Folman era um recruta de 19 anos na época. Seu filme recebeu o Globo de Ouro de melhor filme em língua estrangeira de 2008 e foi indicado ao Oscar 2009 de melhor filme estrangeiro.
PROIBIDO NO LÍBANO
"Valsa com Bashir" é proibido no Líbano devido às leis que impedem o comércio com Israel. Mas o interesse pelo filme é enorme.
Cópias em DVD pirateadas estão sendo vendidas por 2 dólares cada no distrito de Hamra, que aparece no filme como local de batalhas violentas entre guerrilheiros palestinos e a unidade de Folman no Exército.
Nem todos os libaneses estão satisfeitos com a versão de Folman da história.
"O filme mostra só uma parte da verdade.
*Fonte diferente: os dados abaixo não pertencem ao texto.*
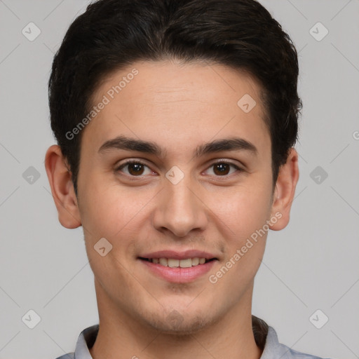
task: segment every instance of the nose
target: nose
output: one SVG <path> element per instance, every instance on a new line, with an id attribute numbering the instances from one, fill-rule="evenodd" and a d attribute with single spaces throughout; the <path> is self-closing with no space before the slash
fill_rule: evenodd
<path id="1" fill-rule="evenodd" d="M 184 237 L 191 231 L 203 231 L 208 217 L 198 188 L 196 190 L 186 176 L 177 184 L 165 180 L 164 185 L 158 194 L 154 226 L 162 232 L 168 230 L 177 237 Z"/>

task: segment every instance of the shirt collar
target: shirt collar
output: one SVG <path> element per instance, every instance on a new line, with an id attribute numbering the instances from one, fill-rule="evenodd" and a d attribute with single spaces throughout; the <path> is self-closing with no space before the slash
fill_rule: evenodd
<path id="1" fill-rule="evenodd" d="M 77 340 L 74 359 L 93 359 L 89 349 L 95 344 L 99 325 L 96 324 L 83 330 Z M 257 344 L 263 350 L 260 359 L 278 359 L 287 358 L 287 353 L 292 350 L 278 342 L 273 328 L 267 325 L 262 319 L 252 316 L 252 327 Z M 57 359 L 68 359 L 66 355 Z"/>

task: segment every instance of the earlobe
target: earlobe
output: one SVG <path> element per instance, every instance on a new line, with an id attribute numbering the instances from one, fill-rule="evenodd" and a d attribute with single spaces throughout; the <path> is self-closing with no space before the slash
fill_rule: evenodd
<path id="1" fill-rule="evenodd" d="M 50 146 L 45 156 L 45 168 L 61 224 L 68 229 L 81 225 L 72 174 L 59 146 Z"/>
<path id="2" fill-rule="evenodd" d="M 278 220 L 269 224 L 271 229 L 280 231 L 287 226 L 299 177 L 298 154 L 292 147 L 287 162 L 279 170 L 271 209 L 271 216 Z"/>

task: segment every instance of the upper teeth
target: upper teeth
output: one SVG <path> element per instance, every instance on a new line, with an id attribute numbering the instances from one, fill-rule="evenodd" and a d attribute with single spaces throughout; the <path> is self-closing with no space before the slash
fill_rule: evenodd
<path id="1" fill-rule="evenodd" d="M 150 258 L 149 259 L 152 263 L 162 264 L 165 266 L 171 268 L 189 268 L 198 264 L 203 264 L 205 262 L 205 258 L 187 258 L 186 259 L 174 259 L 172 258 Z"/>

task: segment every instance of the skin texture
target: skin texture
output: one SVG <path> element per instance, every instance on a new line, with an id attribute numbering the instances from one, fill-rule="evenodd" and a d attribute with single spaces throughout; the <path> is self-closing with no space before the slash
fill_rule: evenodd
<path id="1" fill-rule="evenodd" d="M 134 68 L 138 74 L 83 130 L 78 198 L 58 146 L 46 156 L 59 221 L 69 229 L 83 226 L 95 276 L 100 331 L 90 353 L 95 359 L 259 358 L 252 294 L 267 232 L 217 283 L 208 278 L 266 221 L 271 230 L 287 226 L 297 153 L 291 149 L 273 191 L 259 85 L 219 65 L 135 62 L 101 83 L 94 104 Z M 248 113 L 237 105 L 245 94 L 257 102 Z M 154 142 L 164 156 L 98 152 L 119 135 Z M 257 155 L 236 150 L 194 156 L 203 143 L 233 137 L 252 142 Z M 116 170 L 128 159 L 145 165 L 140 176 L 128 166 Z M 213 165 L 221 161 L 243 170 L 225 167 L 223 175 Z M 184 175 L 177 184 L 165 177 L 172 166 Z M 276 213 L 280 218 L 272 223 Z M 112 245 L 104 257 L 93 248 L 101 238 Z M 165 249 L 203 250 L 218 260 L 190 283 L 170 283 L 138 259 Z"/>

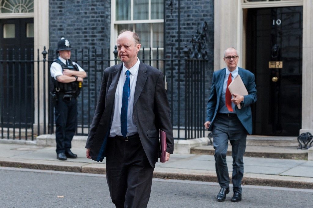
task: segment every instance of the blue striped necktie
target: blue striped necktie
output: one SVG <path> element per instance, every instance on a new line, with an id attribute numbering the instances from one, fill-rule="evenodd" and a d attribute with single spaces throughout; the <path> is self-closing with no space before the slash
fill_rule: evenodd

É como se o diretor dissesse 'nós, israelenses, não cometemos esse crime - foram os falangistas'", disse Ziad Moussa, professor aposentado em Ramallah, na Cisjordânia, onde "Valsa" foi exibido num centro cultural franco-alemão.
Mesmo assim, Moussa disse que o filme é "um passo na direção certa" para sanar o passado sangrento entre israelenses e palestinos.
O massacre de Sabra e Shatila suscitou ultraje mundial, e uma comissão de inquérito formada em Israel responsabilizou indiretamente o então ministro da Defesa Ariel Sharon, forçando-o a renunciar a seu cargo.
A comissão concluiu que Sharon, que mais tarde se tornaria primeiro-ministro, ignorou os avisos de que os falangistas massacrariam os refugiados palestinos para vingar-se da morte de centenas de civis cristãos por guerrilheiros palestinos no sul do Líbano, seis anos antes.